副題にもあるように、海外メディアが震災時の日本人について報じた内容のピックアップ。
各国メディアの報道内容について深く考察されている訳ではありませんが、 それは本書の意図するところではないと思います。
冷静さ、沈着さ、礼儀正しさ、などなど、既に広く報道されたり耳にしている美点を
中心として批判的意見少々という内容でしたが、改めてまとめて読むと、
被害に遭われた方々の行動に頭が下がります。
本書にはありませんでしたが、震災後に速やかにボランティアに向かわれた方々、
今もボランティアされている方々も多くおられます。
他方では、水や食料の買い占めもあり、自分を含め、必ずしも全ての日本人が、
他を思い遣る行動を取れた訳ではありませんでしたし、政府や東電の隠蔽体質が また明らかになった震災でもありました。

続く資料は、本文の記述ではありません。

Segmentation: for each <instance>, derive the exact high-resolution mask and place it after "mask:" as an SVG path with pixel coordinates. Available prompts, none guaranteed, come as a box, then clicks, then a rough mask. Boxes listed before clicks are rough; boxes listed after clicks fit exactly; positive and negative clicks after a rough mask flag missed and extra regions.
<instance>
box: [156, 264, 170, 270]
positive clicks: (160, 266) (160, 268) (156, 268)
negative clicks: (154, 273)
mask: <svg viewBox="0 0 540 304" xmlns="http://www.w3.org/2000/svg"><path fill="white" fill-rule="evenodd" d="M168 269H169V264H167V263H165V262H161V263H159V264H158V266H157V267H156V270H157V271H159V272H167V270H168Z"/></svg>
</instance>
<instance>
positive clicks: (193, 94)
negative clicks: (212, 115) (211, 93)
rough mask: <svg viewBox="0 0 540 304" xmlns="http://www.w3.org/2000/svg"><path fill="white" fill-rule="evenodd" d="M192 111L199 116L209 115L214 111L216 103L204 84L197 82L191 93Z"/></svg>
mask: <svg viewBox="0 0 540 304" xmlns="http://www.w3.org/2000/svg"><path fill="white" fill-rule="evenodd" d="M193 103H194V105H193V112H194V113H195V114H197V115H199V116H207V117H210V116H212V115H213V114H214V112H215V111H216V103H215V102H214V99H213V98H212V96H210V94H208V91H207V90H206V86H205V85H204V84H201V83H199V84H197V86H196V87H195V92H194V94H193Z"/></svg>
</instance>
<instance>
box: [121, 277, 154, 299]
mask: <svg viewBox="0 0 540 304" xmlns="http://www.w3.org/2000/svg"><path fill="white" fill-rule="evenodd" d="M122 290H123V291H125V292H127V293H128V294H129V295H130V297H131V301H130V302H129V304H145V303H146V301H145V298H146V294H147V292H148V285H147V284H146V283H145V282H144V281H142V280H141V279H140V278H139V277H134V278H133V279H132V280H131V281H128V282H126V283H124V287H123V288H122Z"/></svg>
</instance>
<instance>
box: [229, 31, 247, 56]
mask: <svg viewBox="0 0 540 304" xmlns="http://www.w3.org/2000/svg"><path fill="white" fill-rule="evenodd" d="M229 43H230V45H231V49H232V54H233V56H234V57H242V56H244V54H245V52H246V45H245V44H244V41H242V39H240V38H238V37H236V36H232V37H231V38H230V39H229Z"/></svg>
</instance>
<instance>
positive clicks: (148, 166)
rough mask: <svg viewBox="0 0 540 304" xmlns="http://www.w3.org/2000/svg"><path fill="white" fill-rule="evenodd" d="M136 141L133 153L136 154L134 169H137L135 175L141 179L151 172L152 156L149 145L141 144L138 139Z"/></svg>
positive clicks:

無気力、不景気などと日々耳にして、多くの人がそれを鵜呑みにして自信を喪失し、
利己的になっているのが、今の日本ではないでしょうか。
そんな今、こうして他国から素晴らしい資質と認められた姿をまとめて
コンパクトに見られたことは意義があると思います。
子供の躾と同じですね。叱ったり小言ばかり言っても受け付けない。
批判するより、こんなにステキだよ、と褒めてやると頑張れる。
自分自身も、日々の暮らしに追われる中、周囲を気遣う気持ちや思い遣る気持ちが持てて
いないと、改めて気づき、また指摘されたように感じます。
おそらく、ほんの100年〜150年前には当たり前であった愛や思い遣りの気持ち、自分で判断、
行動できる自律性を、自分も持ちたいと強く思い、道徳教育の大切さを考えさせられました。
民度の高い国民でありたいです。